The quantitative peptide data exported from Skyline (level 2 data) was post-processed to minimize residual technical noise. The data was log2 transformed and median normalized to scale the intensities of the sample to the same median value. Using the batch factor as a predictor variable and abundance as its response, a simple linear regression model is fit to model the confounding due to the batch effect bias. The residuals from this model are assumed to represent the peptide or protein abundance without the effect of the batch covariate. Principal Component Analysis (PCA) is used to evaluate the confounding bias by projecting the data in its reduced dimensions onto the first three principal components. The normalized and batch adjusted peptide abundance is provided as level 3A data. Peptides are next constructed into an indistinguishable protein group and are summed to estimate the abundance of the peptide groups and proteins that match the same set of peptide groups merged into a single node in the graph. The normalized and batch adjusted protein abundance are provided as level 3B data.

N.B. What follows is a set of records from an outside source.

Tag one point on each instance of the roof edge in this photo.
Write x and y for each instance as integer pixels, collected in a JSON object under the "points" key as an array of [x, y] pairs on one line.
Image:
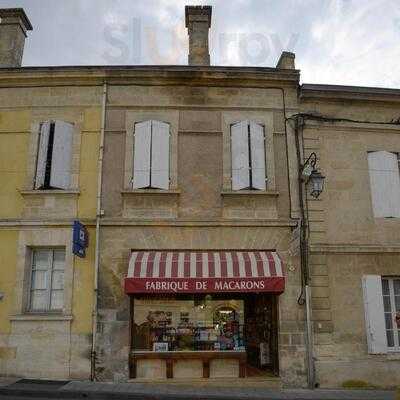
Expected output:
{"points": [[308, 90]]}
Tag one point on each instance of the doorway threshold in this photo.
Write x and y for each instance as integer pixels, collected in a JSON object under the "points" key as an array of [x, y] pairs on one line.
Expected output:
{"points": [[268, 382]]}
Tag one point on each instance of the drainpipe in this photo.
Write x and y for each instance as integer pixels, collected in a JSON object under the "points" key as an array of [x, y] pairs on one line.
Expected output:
{"points": [[99, 213], [304, 261]]}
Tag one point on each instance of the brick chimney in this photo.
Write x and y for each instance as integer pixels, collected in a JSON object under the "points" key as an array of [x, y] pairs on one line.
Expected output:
{"points": [[198, 22], [14, 25]]}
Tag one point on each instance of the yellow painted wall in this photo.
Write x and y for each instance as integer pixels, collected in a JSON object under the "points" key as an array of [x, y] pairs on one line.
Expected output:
{"points": [[88, 163], [82, 301], [8, 257]]}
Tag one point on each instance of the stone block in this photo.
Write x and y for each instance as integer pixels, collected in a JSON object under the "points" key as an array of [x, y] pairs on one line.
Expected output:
{"points": [[297, 339], [321, 303], [7, 353], [115, 120], [319, 281], [322, 315], [318, 270], [199, 121], [317, 259], [323, 327], [320, 291], [323, 338], [284, 339]]}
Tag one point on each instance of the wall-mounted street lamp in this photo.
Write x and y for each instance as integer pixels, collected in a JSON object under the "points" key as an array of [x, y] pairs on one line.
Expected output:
{"points": [[312, 177]]}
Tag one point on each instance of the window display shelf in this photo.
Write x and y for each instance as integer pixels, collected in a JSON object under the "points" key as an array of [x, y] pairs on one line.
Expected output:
{"points": [[205, 356]]}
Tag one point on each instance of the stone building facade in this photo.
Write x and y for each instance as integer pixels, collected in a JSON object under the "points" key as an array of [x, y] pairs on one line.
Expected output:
{"points": [[348, 240], [343, 243]]}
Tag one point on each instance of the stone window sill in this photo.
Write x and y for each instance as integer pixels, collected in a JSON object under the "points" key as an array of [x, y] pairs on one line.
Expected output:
{"points": [[40, 317], [271, 193], [150, 192], [38, 192]]}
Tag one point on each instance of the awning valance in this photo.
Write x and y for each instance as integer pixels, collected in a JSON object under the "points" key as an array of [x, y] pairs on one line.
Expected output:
{"points": [[204, 272]]}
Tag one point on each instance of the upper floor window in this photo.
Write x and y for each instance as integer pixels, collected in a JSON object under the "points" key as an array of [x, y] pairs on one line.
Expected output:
{"points": [[391, 308], [151, 155], [248, 156], [54, 157], [47, 280], [385, 183], [382, 313]]}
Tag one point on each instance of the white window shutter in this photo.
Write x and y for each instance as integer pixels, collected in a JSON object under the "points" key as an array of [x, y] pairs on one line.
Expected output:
{"points": [[257, 148], [61, 162], [385, 183], [42, 154], [160, 155], [240, 156], [392, 163], [374, 314], [141, 157]]}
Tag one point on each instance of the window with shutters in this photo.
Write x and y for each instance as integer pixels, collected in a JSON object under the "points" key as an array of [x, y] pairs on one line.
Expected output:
{"points": [[391, 308], [248, 156], [385, 183], [54, 156], [151, 155], [47, 280]]}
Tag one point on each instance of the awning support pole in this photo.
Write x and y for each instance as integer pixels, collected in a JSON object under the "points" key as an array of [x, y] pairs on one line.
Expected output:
{"points": [[310, 355], [99, 213]]}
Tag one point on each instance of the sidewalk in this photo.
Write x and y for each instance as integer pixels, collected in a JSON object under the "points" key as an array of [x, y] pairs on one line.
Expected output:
{"points": [[143, 391]]}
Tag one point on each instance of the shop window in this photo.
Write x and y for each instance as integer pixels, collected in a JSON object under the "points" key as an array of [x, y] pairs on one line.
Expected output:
{"points": [[54, 157], [248, 156], [385, 183], [151, 155], [188, 325], [47, 280], [243, 325]]}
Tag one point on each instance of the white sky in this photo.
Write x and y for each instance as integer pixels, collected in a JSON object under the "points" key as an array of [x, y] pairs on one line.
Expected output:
{"points": [[349, 42]]}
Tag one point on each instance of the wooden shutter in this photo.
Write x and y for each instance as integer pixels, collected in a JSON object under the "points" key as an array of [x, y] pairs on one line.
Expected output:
{"points": [[160, 155], [385, 183], [374, 314], [257, 148], [141, 157], [61, 162], [42, 154], [240, 156]]}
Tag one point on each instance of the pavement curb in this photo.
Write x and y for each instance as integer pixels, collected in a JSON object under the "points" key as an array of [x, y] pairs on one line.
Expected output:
{"points": [[120, 395]]}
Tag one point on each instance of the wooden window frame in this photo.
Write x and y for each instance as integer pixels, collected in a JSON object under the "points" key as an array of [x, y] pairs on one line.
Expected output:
{"points": [[396, 332], [49, 289]]}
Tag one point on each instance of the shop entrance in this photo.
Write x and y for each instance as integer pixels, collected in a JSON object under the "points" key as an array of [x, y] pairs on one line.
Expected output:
{"points": [[261, 334], [203, 336]]}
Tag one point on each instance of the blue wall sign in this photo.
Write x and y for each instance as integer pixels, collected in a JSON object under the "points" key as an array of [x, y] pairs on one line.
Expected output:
{"points": [[80, 239]]}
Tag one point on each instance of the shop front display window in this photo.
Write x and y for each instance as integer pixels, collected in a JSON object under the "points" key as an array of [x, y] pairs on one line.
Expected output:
{"points": [[193, 324]]}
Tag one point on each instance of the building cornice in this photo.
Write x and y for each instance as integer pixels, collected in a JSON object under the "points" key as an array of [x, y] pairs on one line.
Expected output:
{"points": [[339, 93], [353, 248], [148, 75], [111, 222]]}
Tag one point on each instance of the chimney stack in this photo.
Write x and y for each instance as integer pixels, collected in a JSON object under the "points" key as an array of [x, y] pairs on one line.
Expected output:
{"points": [[198, 22], [14, 25]]}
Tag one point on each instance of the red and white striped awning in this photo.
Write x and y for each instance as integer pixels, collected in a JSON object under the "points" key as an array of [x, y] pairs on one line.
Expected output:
{"points": [[204, 271]]}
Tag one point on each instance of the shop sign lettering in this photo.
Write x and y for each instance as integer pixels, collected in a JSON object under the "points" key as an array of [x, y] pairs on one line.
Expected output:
{"points": [[182, 285]]}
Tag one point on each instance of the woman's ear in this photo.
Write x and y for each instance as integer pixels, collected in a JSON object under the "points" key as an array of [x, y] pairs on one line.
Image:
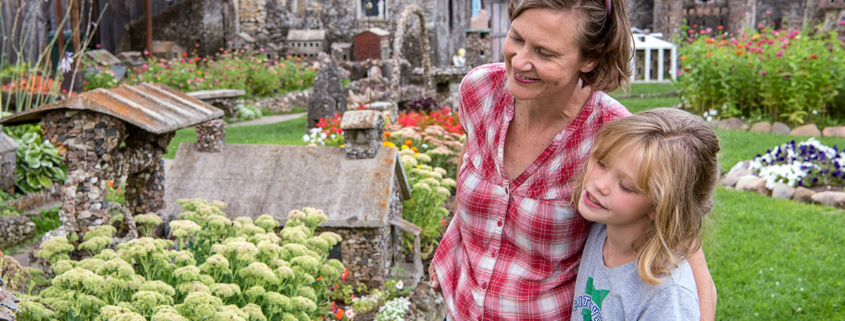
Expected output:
{"points": [[589, 65]]}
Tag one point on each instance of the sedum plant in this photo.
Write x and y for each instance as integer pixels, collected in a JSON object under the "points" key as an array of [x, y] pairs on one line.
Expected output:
{"points": [[216, 269]]}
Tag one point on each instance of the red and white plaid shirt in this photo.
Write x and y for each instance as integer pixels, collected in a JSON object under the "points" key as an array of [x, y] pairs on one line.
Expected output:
{"points": [[513, 249]]}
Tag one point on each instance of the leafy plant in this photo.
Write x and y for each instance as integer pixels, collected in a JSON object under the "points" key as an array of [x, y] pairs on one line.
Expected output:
{"points": [[39, 164], [217, 269]]}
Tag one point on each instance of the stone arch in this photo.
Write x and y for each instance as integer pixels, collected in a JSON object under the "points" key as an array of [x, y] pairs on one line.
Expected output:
{"points": [[398, 39]]}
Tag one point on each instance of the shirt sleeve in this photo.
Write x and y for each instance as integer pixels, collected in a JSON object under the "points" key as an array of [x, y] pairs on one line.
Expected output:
{"points": [[672, 303]]}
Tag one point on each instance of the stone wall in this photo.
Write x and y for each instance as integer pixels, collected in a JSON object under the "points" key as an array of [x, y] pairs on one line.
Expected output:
{"points": [[366, 253], [97, 147], [15, 229], [209, 23]]}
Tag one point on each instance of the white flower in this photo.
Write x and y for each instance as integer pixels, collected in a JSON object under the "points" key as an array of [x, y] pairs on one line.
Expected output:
{"points": [[64, 65]]}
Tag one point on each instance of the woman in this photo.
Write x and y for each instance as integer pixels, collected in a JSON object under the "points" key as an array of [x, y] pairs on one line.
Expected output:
{"points": [[513, 248]]}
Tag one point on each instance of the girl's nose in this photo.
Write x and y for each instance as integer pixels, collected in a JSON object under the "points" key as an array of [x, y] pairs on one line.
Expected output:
{"points": [[602, 183]]}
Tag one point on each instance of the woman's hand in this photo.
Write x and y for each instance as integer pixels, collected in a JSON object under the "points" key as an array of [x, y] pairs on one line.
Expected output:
{"points": [[435, 282], [704, 284]]}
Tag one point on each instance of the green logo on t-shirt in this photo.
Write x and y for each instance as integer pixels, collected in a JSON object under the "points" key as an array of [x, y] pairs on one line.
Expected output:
{"points": [[596, 296]]}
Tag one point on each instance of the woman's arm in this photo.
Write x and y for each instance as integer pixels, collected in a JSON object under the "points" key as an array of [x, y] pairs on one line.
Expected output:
{"points": [[435, 281], [705, 285]]}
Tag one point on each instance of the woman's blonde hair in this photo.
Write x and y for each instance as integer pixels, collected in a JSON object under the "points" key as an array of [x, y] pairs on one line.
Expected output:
{"points": [[605, 36], [676, 165]]}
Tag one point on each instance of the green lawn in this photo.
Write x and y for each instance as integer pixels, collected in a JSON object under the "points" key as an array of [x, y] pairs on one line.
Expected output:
{"points": [[770, 259], [646, 88], [776, 259], [284, 133]]}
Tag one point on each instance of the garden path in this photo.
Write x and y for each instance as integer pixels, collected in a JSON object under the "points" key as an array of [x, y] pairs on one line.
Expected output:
{"points": [[268, 120]]}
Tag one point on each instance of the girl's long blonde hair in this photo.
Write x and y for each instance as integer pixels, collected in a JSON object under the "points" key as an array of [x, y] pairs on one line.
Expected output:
{"points": [[675, 155]]}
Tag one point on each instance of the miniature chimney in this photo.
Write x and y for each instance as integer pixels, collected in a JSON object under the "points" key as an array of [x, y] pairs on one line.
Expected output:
{"points": [[362, 133]]}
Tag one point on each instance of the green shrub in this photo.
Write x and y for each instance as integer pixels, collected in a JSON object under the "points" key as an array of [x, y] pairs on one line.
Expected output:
{"points": [[216, 269], [778, 75]]}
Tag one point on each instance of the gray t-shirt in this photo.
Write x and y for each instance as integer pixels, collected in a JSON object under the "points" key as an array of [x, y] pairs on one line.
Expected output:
{"points": [[602, 293]]}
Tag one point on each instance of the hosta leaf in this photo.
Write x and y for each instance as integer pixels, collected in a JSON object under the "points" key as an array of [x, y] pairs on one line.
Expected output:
{"points": [[45, 181]]}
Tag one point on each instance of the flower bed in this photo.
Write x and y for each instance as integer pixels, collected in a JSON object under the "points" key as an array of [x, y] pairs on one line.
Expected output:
{"points": [[213, 268], [808, 163], [779, 75], [251, 71]]}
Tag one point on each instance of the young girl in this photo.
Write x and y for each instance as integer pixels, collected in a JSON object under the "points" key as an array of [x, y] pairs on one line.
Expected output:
{"points": [[647, 186]]}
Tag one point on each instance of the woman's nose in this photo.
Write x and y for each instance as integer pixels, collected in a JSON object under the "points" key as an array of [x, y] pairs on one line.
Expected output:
{"points": [[521, 60]]}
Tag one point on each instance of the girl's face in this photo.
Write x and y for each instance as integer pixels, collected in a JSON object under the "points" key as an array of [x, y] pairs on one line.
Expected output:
{"points": [[609, 194], [541, 54]]}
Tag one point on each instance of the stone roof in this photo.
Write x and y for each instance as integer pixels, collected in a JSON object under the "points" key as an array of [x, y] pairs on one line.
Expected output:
{"points": [[305, 35], [155, 108], [275, 179]]}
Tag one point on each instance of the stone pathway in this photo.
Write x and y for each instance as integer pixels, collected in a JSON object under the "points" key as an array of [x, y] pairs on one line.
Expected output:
{"points": [[268, 120]]}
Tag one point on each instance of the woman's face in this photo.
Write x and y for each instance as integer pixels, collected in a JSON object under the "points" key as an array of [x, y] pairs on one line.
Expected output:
{"points": [[541, 55]]}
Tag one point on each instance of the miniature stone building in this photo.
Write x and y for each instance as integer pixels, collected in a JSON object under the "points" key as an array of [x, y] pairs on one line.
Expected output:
{"points": [[109, 135], [306, 43], [224, 99], [327, 96], [8, 147], [362, 197], [362, 131], [372, 44]]}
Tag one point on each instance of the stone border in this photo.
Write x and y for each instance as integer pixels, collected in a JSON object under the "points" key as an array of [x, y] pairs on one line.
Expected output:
{"points": [[741, 178], [780, 128]]}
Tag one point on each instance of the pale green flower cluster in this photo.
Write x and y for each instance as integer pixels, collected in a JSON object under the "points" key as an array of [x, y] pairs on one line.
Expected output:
{"points": [[218, 269], [394, 310]]}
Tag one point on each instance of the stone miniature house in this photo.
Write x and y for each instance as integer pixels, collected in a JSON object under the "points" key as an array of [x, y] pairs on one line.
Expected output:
{"points": [[327, 96], [362, 196], [8, 147], [362, 132], [373, 43], [306, 43], [114, 134]]}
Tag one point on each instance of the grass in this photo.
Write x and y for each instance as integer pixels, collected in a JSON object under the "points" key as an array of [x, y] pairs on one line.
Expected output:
{"points": [[776, 259], [284, 133], [646, 88]]}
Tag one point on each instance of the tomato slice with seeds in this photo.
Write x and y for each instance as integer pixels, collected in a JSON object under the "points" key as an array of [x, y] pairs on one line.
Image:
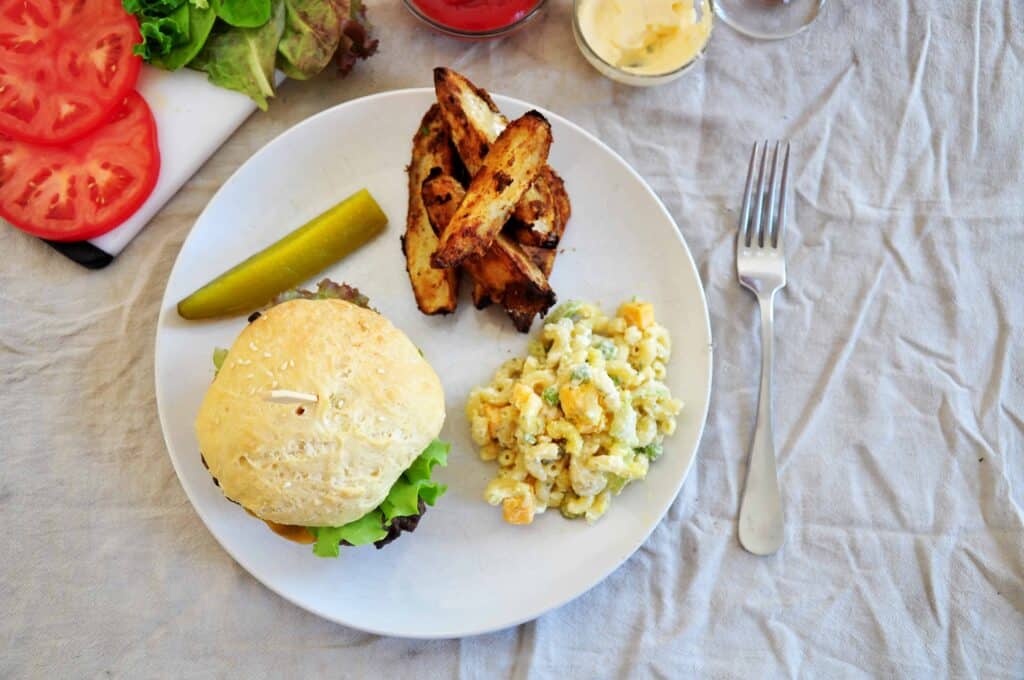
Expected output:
{"points": [[66, 66], [84, 188]]}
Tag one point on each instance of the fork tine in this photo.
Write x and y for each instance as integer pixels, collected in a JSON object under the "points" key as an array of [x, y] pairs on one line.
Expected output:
{"points": [[783, 185], [760, 200], [772, 198], [744, 217]]}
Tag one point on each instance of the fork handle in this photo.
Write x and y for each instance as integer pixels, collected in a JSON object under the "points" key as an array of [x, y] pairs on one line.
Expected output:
{"points": [[761, 526]]}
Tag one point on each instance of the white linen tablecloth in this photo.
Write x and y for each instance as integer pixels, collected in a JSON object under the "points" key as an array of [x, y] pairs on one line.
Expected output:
{"points": [[899, 384]]}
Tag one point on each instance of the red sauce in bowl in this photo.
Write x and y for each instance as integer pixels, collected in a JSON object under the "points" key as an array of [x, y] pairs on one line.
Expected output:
{"points": [[475, 15]]}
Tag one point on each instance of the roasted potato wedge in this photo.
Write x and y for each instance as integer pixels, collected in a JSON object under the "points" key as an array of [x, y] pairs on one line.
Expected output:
{"points": [[515, 160], [506, 273], [436, 290], [544, 258], [511, 279], [540, 218], [441, 195], [481, 300], [474, 122]]}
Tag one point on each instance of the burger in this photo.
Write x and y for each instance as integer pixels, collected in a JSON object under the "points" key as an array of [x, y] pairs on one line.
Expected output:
{"points": [[322, 421]]}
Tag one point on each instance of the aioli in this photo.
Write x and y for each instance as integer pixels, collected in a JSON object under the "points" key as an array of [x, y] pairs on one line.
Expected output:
{"points": [[645, 37]]}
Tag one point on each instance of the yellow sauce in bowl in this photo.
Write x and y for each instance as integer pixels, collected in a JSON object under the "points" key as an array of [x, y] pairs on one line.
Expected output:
{"points": [[645, 37]]}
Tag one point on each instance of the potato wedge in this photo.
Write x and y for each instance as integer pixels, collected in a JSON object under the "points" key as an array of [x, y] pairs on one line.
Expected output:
{"points": [[481, 300], [541, 217], [509, 169], [436, 291], [475, 122], [506, 273], [441, 195], [544, 258], [511, 279]]}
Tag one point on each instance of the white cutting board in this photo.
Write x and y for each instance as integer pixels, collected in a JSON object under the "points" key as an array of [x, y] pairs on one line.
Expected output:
{"points": [[194, 119]]}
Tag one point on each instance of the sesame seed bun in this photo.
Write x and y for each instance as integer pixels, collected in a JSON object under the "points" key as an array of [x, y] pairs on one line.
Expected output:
{"points": [[379, 404]]}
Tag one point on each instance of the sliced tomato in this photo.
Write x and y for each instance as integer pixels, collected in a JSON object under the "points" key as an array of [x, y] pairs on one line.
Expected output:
{"points": [[65, 67], [86, 187]]}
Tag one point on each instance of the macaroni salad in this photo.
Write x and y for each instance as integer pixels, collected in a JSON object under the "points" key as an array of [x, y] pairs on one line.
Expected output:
{"points": [[581, 417]]}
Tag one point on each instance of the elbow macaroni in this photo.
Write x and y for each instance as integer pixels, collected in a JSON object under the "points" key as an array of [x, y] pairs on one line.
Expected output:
{"points": [[581, 417]]}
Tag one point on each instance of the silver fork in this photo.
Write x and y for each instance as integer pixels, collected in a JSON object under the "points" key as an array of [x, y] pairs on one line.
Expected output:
{"points": [[761, 267]]}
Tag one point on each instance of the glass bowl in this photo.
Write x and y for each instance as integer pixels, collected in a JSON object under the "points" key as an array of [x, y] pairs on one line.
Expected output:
{"points": [[624, 76], [462, 34]]}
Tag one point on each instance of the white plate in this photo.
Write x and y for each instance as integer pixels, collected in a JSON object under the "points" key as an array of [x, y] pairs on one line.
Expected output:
{"points": [[464, 570]]}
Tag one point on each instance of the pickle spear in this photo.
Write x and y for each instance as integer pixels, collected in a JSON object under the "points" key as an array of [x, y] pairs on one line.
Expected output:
{"points": [[300, 255]]}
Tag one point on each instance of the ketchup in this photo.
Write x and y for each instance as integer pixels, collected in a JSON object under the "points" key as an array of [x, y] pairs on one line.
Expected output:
{"points": [[475, 15]]}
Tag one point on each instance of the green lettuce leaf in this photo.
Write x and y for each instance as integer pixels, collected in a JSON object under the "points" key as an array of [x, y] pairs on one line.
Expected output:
{"points": [[401, 501], [160, 35], [201, 20], [242, 58], [415, 483], [326, 290], [152, 7], [366, 529], [244, 13], [312, 32]]}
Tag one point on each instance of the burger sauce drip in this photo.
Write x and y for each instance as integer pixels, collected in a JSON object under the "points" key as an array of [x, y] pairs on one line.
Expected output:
{"points": [[475, 14], [291, 532]]}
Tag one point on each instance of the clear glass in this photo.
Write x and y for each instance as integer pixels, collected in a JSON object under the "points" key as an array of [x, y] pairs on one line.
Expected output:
{"points": [[769, 19], [625, 76]]}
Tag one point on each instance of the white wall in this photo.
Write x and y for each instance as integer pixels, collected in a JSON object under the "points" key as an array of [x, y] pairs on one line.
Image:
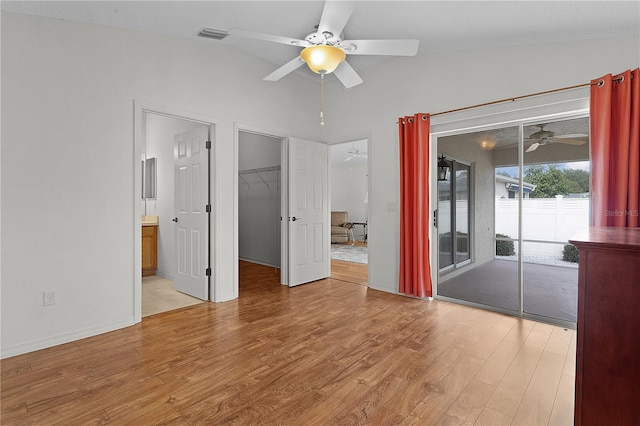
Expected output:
{"points": [[160, 132], [69, 206], [68, 198], [443, 81], [259, 199]]}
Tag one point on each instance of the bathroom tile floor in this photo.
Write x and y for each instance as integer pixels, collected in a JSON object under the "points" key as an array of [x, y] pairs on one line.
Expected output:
{"points": [[159, 295]]}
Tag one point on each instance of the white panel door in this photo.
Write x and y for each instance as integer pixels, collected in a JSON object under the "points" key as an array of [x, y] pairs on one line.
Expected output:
{"points": [[191, 185], [308, 212]]}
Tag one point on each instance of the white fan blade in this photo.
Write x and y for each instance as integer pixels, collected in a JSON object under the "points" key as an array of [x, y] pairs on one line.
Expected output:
{"points": [[335, 16], [290, 66], [407, 47], [533, 147], [571, 141], [347, 75], [268, 37]]}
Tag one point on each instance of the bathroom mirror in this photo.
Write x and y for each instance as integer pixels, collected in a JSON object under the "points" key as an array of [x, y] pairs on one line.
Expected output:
{"points": [[149, 181]]}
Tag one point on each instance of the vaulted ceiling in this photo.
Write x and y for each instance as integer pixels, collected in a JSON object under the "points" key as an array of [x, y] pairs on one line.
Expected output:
{"points": [[438, 25]]}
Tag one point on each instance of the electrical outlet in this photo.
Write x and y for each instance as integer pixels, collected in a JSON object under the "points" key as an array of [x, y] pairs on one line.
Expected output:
{"points": [[48, 298]]}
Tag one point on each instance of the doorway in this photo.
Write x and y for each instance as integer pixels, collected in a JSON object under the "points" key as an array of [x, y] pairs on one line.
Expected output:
{"points": [[530, 194], [162, 136], [259, 206], [349, 182]]}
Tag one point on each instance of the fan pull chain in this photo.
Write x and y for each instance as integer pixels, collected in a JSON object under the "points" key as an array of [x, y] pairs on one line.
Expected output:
{"points": [[322, 99]]}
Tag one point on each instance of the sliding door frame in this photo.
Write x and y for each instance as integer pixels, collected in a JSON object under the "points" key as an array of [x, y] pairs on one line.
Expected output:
{"points": [[467, 123]]}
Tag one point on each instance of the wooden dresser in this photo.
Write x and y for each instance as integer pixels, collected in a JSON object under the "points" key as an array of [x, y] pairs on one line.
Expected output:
{"points": [[608, 327]]}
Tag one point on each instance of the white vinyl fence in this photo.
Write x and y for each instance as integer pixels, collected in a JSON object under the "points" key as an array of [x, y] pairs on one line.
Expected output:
{"points": [[547, 219]]}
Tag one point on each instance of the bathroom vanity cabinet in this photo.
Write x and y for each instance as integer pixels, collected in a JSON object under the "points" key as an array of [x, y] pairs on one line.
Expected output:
{"points": [[149, 249]]}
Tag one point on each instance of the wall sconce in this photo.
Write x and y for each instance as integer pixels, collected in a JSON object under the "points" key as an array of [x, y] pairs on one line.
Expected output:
{"points": [[443, 168]]}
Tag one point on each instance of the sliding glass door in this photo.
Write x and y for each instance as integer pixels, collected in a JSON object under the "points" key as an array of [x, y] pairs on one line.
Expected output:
{"points": [[526, 191], [454, 216], [556, 162]]}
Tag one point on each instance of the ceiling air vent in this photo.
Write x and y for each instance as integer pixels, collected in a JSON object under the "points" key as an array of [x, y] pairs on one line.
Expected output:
{"points": [[213, 33]]}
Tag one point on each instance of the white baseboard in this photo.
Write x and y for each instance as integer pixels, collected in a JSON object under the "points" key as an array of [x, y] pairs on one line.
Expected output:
{"points": [[34, 345]]}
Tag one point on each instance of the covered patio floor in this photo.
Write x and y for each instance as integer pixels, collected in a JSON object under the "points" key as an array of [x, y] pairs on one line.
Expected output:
{"points": [[549, 291]]}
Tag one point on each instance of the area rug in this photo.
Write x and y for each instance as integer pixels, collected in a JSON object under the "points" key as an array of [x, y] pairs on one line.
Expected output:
{"points": [[348, 253]]}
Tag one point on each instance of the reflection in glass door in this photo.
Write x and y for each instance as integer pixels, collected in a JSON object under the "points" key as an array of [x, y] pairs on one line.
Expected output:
{"points": [[454, 216], [530, 194], [556, 162]]}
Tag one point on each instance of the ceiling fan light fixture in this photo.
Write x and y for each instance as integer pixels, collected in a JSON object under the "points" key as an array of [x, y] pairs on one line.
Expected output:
{"points": [[487, 145], [322, 58]]}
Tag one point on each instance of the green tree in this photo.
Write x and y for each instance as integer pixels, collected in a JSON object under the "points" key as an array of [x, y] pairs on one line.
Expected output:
{"points": [[549, 180], [579, 180]]}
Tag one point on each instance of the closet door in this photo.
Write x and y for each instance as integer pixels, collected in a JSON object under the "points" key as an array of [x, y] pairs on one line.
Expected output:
{"points": [[308, 216]]}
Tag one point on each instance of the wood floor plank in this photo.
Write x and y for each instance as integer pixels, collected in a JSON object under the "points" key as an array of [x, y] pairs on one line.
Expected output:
{"points": [[328, 352], [469, 404], [490, 417], [563, 404], [537, 402], [509, 392]]}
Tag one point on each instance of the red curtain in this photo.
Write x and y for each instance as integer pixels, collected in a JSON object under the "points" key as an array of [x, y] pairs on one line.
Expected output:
{"points": [[415, 269], [615, 149]]}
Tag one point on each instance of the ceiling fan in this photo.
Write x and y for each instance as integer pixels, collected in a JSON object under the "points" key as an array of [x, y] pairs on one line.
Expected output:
{"points": [[543, 137], [325, 49], [354, 153]]}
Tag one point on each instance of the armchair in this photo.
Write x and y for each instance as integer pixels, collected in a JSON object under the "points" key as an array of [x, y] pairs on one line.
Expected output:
{"points": [[341, 228]]}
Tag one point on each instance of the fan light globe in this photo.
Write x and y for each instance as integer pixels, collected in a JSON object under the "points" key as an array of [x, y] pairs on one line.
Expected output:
{"points": [[323, 59]]}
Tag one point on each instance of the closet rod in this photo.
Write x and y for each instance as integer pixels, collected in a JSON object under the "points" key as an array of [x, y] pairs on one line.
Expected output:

Samples are tissue from the hippocampus of mouse brain from BXD (C57BL/6J and DBA/2J) 5xFAD (5 times familial Alzheimer’s disease) transgenic animals that express human APP carrying three pathogenic variants and human PSEN1 carrying two pathogenic variants and non-transgenic control animals. Tissue is both male and female mice and young (6 months) and old (14 months) mice. Several different strains of the BXD mice are represented.